A now-elderly mother and her adult daughter changing out cold and warm weather clothing with strong memories attached to certain pieces, the wide-eyed shock of tears from a small child being disciplined for the first time, the utter relief mixed with bewildered anger at finding a careless teenager gone briefly missing … long after the book has been read, images from Kawakami’s story unexpectedly come rushing back with such resonance that you’re momentarily uncertain as to whether you read the familiar scene or experienced it yourself. That’s where Kawakami best reveals her writerly strength.
Self-sufficient, detached Kei lives in busy Tokyo with her teenage daughter, Momo; the pair have near seamlessly reintegrated into Kei’s mother’s home which Kei left when she married Rei. Rei has been missing for 12 years now, having disappeared when Momo was just 3. Now a writer, Kei lives mostly by routine, raising her daughter, while carrying on a comfortable affair with the (conveniently) unavailable Seiji, a married man from her office with three young kids.
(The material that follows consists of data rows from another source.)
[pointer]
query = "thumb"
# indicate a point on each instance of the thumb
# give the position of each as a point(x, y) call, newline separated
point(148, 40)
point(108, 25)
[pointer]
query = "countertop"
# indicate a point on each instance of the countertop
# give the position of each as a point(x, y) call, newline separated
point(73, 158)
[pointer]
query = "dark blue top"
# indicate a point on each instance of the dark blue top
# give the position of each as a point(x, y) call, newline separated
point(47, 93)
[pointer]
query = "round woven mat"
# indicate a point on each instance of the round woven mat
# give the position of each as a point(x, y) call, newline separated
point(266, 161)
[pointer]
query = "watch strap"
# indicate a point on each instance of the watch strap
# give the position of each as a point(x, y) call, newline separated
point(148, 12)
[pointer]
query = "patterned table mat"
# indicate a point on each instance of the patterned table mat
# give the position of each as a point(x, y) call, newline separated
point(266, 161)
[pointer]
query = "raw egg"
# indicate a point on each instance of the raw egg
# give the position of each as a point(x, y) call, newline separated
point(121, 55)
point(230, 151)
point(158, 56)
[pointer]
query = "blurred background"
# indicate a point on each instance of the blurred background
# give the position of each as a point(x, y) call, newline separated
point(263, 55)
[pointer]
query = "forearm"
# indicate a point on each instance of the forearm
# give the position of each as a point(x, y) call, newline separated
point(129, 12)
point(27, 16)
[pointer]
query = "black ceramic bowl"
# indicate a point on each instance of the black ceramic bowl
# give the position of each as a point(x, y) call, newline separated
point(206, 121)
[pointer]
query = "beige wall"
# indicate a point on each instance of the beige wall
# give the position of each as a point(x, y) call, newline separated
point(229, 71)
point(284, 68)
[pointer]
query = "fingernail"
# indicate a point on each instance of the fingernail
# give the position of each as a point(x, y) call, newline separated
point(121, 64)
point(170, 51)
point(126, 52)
Despite Rei’s long absence, Kei cannot, will not let go of her loss. When “the woman” appears – part memory, part ghost – with her insistent presence, Kei recognizes that she is somehow linked to the missing Rei. The woman draws Kei to the coastal town of Manazuru, where Kei goes again and again thinking that she might actually find Rei … or at least some definitive answers as to what happened all those years ago.
As she draws closer to the aggressive apparition, Kei moves further from her daughter, her mother, her lover … hovering between a world of then and now, love and loss, truth and denial. In spite of her uncertain past, Kei must eventually decide to choose her future.